Надзиратель и гувернёры внушали воспитанникам, что вести себя в столовой надлежит «благопристойно», как если бы они находились в большом светском обществе, разговаривать тихо и «благоприлично». Но завтраки, обеды и ужины проходили шумно, весело.
Обычно в столовой директор объявлял им о новых распоряжениях. Стоило ему появиться, как все умолкали. Не потому, что боялись. Он никогда не кричал, не распекал их начальственно. Он ненавидел муштру и гордился тем, что Лицей — единственное учебное заведение в Российской Империи, где детей не секут. Василий Фёдорович старался сделать так, чтобы «воспитывающие и воспитуемые составляли одно сословие», чтобы воспитанники чувствовали в педагогах не «начальников», а друзей. «У нас по крайней мере царствует с одной стороны свобода (а свобода дело золотое), — рассказывал в письме из Лицея своему приятелю Фуссу воспитанник Илличевский. — С начальниками обходимся без страха, шутим с ними, смеёмся». Малиновского не боялись, а любили, уважали. Очень скоро поняли, что он человек особенный. Главное для него не чины, не деньги, не расположение начальства, а Лицей, воспитанники. Он стремился вырастить их нужными для России, для «общего дела», для «общей пользы».
Однажды (это было вскоре после начала их лицейской жизни) во время вечернего чая дверь в столовую отворилась и вошёл директор.
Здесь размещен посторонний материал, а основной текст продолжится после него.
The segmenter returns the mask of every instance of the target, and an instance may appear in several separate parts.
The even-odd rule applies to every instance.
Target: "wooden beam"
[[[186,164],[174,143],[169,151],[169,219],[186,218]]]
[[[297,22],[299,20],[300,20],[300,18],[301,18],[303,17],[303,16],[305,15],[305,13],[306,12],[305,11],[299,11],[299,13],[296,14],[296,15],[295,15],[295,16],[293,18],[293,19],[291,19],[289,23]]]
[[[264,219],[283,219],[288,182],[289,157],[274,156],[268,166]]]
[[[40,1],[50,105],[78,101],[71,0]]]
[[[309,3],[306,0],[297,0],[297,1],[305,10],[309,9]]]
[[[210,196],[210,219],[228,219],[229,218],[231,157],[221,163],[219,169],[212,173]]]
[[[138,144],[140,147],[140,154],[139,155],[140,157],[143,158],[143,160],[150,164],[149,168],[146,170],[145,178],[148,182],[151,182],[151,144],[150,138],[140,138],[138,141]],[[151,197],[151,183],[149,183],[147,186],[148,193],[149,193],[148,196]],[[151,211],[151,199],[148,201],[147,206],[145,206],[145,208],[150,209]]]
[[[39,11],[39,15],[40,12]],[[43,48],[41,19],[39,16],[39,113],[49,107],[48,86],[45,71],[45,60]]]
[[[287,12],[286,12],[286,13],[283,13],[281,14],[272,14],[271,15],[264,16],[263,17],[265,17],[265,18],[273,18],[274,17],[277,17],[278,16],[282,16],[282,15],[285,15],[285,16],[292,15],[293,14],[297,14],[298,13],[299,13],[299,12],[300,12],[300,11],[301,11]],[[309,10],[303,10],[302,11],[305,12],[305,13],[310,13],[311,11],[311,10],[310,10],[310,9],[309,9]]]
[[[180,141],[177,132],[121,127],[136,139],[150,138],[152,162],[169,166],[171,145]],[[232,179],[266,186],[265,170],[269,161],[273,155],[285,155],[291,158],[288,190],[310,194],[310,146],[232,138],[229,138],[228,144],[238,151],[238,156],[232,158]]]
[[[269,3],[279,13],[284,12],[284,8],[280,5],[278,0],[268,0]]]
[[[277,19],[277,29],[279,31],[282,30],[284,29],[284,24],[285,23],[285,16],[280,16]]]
«Господа, — сказал он тихим голосом, — есть распоряжение министра. До окончания курса ни один из воспитанников не имеет права выезжать из Лицея. Но родные по праздникам могут вас посещать».
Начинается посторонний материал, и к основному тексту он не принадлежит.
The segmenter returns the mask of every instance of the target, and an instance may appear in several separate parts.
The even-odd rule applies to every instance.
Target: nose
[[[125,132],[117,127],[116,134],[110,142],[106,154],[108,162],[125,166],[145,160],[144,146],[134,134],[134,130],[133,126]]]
Сперва они не поняли. А когда поняли…
«Иные дети чувствительно приняли, что их никогда ни в какую вакацию домой не пустят», — записал Малиновский в своём дневнике.
В тот вечер в столовой никто не смеялся.
Но долго не горевали. Горевать было некогда: занятия, еда, прогулки — и дня как не бывало.
Гуляли в сопровождении гувернёра и дядьки три раза в день во всякую погоду.
Возле самого Лицея гулять было негде. Там, где позднее разбили лицейский садик, в те времена была церковная ограда и берёзовая роща. В ней — стоянка для карет. Поэтому гуляли и играли в старинном парке Большого дворца.
Вырвавшись на волю, мальчики отводили душу.